Paper No. 249-11
Presentation Time: 4:15 PM
THE MIDDLE PLEISTOCENE REEF TRANSITION: CHANGES IN CORALS AND REEF ARCHITECTURE AS RECORDED IN THE DOMINICAN REPUBLIC CORE TRANSECT
The Dominican Republic Drilling Project was initiated to provide temporal constraints on the emergence of modern Caribbean reefs after a peak in regional coral extinctions (~2-1 Ma). This emergence partly coincides with, and follows, a protracted climatic deterioration and cooling between 2.0 and 0.8 Ma. A transect of 7 core borings (~700 m total) across the south coast terraces, constrained in age by U/Th and U/Pb geochronometry, radiogenic Sr isotopes, and several diagnostic calcareous nannofossil biomarkers, indicate that most extinction had occurred prior to ~1 Ma (MIS 31). Following this extinction, fringing reef margins of the Caribbean display a characteristic zonation in which Acropora palmata dominates shallow high-energy reef crests and Acropora cervicornis calmer fore-reef slopes and backreef lagoons. In the two seaward cores, 7 sequences were recovered associated with sea level fluctuations (Marine Isotope Stage 5e at ~128 ka to MIS 17 at ~700 ka). A U-Pb age of 0.646±0.013 Ma (2σ) for the shallow reef deposits at -110 m record deposition during sea level lowstand MIS 16. The highstand flooding at MIS 11 marks a sedimentological transition. Reef development in the shallow shelf resulted in more carbonate production, steeper slopes and significant carbonate shedding into the forereef.
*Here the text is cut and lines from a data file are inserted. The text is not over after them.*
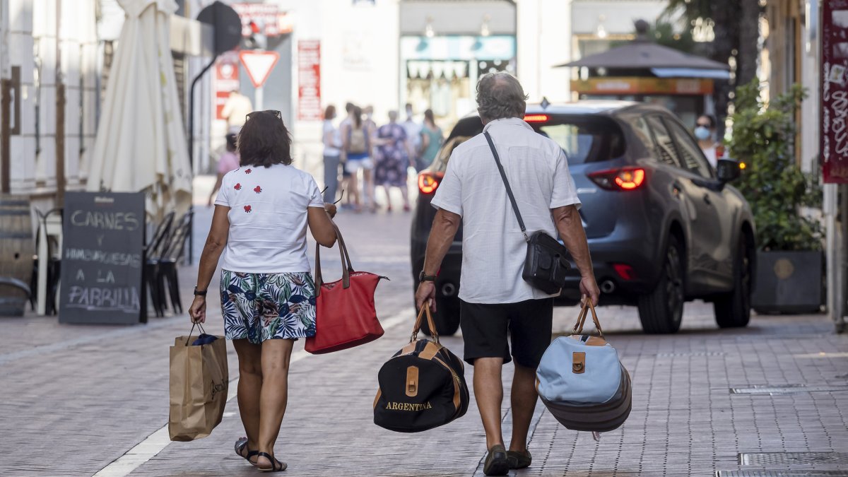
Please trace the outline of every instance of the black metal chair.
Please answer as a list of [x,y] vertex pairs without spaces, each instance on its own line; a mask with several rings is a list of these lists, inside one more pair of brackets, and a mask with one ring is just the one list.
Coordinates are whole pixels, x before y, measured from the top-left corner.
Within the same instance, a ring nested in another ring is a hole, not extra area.
[[144,247],[144,281],[150,293],[153,311],[157,317],[165,316],[165,294],[158,282],[159,262],[170,244],[174,212],[168,212],[156,226],[150,241]]
[[158,262],[157,285],[162,293],[162,301],[165,302],[165,287],[167,283],[168,295],[170,296],[170,305],[175,313],[182,313],[182,301],[180,300],[180,280],[177,273],[177,263],[182,258],[186,249],[186,240],[189,238],[193,212],[186,212],[174,227],[168,247],[165,250]]

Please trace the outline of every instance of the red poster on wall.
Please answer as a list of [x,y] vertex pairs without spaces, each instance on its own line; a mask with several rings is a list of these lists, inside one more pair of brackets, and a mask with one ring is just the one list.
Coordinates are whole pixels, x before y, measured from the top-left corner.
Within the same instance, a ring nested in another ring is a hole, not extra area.
[[321,121],[321,41],[298,42],[298,119]]
[[848,183],[848,0],[822,2],[822,176]]
[[215,65],[215,117],[221,117],[220,111],[230,97],[230,92],[238,89],[238,53],[226,52],[218,58]]

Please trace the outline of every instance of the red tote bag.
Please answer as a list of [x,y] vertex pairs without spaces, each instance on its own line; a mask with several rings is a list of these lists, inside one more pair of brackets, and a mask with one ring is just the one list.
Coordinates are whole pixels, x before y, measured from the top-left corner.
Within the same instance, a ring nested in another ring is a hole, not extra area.
[[[306,339],[307,351],[320,355],[364,345],[384,333],[377,317],[374,291],[380,278],[356,272],[342,233],[333,224],[342,256],[342,279],[325,283],[321,274],[321,245],[315,245],[315,335]],[[387,278],[388,279],[388,278]]]

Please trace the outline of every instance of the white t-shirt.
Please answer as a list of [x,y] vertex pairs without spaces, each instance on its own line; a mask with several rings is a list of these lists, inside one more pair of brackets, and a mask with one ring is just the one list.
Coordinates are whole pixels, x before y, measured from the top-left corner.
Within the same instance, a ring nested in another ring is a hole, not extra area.
[[[543,230],[557,238],[550,210],[580,206],[565,153],[518,118],[494,121],[483,131],[498,149],[527,235]],[[522,278],[527,242],[483,134],[454,149],[431,204],[462,216],[460,299],[490,304],[554,296]]]
[[312,176],[293,166],[242,166],[224,176],[216,205],[230,208],[220,267],[231,272],[310,272],[306,210],[324,207]]

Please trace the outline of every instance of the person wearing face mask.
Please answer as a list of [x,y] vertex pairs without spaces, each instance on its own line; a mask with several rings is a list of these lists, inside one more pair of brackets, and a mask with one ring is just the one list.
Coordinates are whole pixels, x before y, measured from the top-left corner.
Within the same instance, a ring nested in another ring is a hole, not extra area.
[[695,121],[695,137],[698,139],[698,146],[704,151],[704,155],[713,169],[718,164],[716,154],[716,120],[712,116],[702,115]]

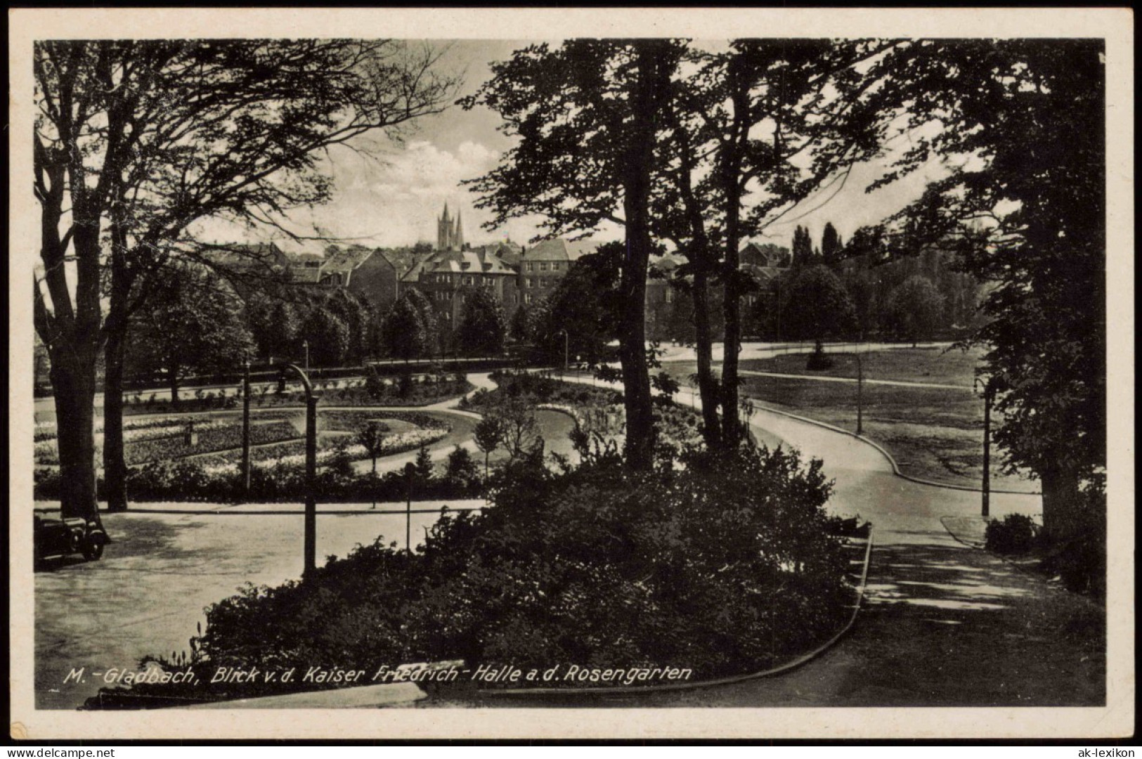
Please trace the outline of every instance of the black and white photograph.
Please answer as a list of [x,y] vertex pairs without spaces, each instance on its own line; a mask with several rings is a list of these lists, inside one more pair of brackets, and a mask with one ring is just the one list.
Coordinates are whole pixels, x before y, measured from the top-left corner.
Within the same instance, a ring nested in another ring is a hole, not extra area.
[[1129,11],[62,13],[11,737],[1133,734]]

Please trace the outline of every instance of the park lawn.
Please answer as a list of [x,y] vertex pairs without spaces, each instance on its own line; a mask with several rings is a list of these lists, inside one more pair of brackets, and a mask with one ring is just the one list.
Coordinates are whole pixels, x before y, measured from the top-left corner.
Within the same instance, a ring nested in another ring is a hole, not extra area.
[[[804,370],[805,356],[796,358]],[[679,380],[695,371],[694,364],[690,363],[666,366]],[[944,378],[949,376],[947,372],[943,374]],[[772,409],[856,430],[855,383],[747,374],[741,378],[741,391]],[[866,383],[863,407],[864,437],[884,446],[903,474],[948,485],[980,486],[983,476],[983,403],[974,393],[966,388],[952,390]],[[994,418],[992,421],[998,420]],[[1002,451],[992,447],[992,487],[1038,491],[1037,482],[1005,475],[1002,459]]]
[[[948,350],[943,348],[893,348],[861,354],[864,379],[884,379],[898,382],[933,382],[971,388],[982,350]],[[811,377],[856,378],[856,356],[851,353],[829,354],[831,369],[809,371],[805,354],[786,354],[773,358],[749,358],[741,369],[778,374],[806,374]]]

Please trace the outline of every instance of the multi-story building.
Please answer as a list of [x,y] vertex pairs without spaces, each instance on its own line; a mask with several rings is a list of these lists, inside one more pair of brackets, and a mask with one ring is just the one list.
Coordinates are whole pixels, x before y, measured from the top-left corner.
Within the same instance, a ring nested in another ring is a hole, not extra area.
[[545,240],[520,253],[515,298],[505,301],[508,312],[518,305],[542,300],[580,257],[598,248],[597,242]]
[[481,250],[441,250],[417,261],[400,286],[416,288],[428,298],[444,325],[457,324],[472,292],[488,290],[501,304],[512,297],[516,272],[498,256]]

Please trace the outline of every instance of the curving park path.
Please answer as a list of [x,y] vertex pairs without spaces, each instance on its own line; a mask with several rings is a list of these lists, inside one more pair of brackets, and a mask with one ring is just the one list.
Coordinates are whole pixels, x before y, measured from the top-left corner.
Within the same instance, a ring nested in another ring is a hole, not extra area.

The sequences of MIS 11 to MIS 5 show an overall shallowing-upward trend, where transgressive cycles are less evident as the margin prograded seaward. The terraced nature of the DR reefs (and other middle and late Pleistocene reefs) signals the final stage in the progression from late Pliocene-to-early Pleistocene platform-forming (pre-extinction) reef units, to a modern predominantly fringing-type reef motif driven by high-amplitude sea level cyclicity. The dominance of acroporids across the modern reef zonation is attributed to growth rates 5-100 times faster than other corals.